Lei auspica un rinnovamento della filosofia che deve necessariamente tener conto della metafisica.
«A me pare che la filosofia contemporanea, inclusa quella italiana, sia accomunata da un secco no alla metafisica, la quale invece incammina l’uomo verso la conoscenza di quanto conta di più: i principi e i fini. Abbastanza diffuso è tuttora l’assunto che la verità sia violenta: una posizione da cui non ci si può attendere niente di buono. Una verità stabile che non muta secondo le mode e le stagioni, è per ogni essere umano una grande benedizione: la verità protegge la vita ed una verità stabile la protegge stabilmente».

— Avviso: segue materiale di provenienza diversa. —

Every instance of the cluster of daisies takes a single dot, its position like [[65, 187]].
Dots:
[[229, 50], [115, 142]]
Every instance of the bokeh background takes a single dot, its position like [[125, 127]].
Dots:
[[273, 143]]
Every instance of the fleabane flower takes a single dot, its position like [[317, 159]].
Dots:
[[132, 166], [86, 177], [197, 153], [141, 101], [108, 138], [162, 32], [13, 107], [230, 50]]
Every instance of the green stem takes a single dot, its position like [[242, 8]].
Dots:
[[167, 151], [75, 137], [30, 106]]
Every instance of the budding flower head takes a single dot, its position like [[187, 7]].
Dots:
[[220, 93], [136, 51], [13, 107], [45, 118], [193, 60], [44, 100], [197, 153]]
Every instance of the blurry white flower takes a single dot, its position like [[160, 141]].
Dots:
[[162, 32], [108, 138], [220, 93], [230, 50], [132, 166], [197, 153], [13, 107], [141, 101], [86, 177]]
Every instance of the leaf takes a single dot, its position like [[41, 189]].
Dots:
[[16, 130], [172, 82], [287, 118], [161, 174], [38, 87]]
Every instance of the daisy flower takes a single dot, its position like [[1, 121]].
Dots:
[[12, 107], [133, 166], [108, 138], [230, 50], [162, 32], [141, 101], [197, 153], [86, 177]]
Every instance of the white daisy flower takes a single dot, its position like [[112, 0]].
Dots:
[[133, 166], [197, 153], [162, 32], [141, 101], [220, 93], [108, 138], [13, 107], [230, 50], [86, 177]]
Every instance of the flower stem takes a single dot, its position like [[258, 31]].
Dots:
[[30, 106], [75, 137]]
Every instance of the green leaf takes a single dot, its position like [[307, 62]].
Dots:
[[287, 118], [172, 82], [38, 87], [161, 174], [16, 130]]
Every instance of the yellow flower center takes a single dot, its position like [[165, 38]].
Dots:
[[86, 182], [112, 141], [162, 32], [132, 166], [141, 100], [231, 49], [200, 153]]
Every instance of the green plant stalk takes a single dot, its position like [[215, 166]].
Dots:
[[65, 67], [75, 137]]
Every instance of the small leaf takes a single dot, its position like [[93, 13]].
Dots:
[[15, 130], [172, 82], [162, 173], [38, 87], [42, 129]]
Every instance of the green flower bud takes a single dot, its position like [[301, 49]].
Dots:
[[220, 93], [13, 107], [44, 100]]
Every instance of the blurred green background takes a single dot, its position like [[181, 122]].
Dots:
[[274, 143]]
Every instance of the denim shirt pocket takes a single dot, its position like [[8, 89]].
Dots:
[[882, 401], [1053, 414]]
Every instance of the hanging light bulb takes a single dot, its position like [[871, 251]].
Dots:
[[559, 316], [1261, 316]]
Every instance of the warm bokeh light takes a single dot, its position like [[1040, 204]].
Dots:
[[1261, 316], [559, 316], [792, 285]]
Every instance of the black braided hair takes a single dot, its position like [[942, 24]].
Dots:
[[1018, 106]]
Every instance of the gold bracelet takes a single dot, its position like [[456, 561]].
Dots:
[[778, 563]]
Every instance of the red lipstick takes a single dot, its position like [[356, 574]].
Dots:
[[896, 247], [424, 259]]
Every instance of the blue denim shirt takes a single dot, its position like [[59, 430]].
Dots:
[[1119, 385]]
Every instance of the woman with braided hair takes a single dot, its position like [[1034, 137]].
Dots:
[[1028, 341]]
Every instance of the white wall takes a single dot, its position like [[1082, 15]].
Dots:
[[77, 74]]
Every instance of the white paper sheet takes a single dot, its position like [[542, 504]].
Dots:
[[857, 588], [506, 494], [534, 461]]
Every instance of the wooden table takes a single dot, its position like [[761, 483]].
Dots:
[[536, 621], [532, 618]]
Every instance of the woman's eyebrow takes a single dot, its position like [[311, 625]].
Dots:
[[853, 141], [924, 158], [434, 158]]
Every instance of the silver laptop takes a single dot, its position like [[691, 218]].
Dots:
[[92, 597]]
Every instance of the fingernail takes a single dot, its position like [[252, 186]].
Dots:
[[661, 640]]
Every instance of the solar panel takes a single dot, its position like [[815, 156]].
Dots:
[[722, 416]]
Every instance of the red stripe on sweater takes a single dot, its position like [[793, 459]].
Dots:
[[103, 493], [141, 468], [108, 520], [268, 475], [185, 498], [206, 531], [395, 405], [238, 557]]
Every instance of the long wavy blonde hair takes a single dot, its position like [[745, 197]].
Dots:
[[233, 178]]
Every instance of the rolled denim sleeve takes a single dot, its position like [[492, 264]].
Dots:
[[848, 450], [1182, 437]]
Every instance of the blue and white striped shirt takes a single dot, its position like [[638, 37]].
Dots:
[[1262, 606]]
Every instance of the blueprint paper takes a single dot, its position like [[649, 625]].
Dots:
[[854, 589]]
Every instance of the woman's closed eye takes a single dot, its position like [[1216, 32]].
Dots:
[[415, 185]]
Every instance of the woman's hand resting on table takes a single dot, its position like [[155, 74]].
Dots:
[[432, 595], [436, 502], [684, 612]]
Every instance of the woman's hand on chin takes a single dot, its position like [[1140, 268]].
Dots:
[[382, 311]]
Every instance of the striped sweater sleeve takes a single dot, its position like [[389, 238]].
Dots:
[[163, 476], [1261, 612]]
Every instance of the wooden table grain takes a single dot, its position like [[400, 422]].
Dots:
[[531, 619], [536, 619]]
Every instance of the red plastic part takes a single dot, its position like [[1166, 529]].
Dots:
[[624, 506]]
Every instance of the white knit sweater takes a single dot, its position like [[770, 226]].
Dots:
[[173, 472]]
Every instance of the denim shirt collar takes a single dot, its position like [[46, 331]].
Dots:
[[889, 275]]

La filosofia non può fare a meno della verità. Ma che cos’è la verità e come ci si può arrivare?
«Verità è dire come stanno le cose, dalle più semplici alle più ardue, e tutta la nostra vita è coinvolta in tale ricerca. Noi non scegliamo di cercare la verità, ma siamo originariamente e già sempre aperti ad essa con tutto il nostro essere. Nessuno vuole essere ingannato e conoscere il falso, mentre tutti desiderano conoscere il vero. Aristotele ha iniziato la sua Metafisica con queste parole: “Tutti gli uomini sono protesi per natura alla conoscenza”. Aggiungerei un motivo antropologico: l’uomo filosofa per essere felice, perché solo la verità lo rende tale. La felicità scaturisce nell’atto stesso del raggiungimento della verità. Il pensare aperto predispone a stupirci dinanzi alla realtà e all’esistenza. La tecnica oggi spegne le domande, ma lo stupore è la chiave della felicità».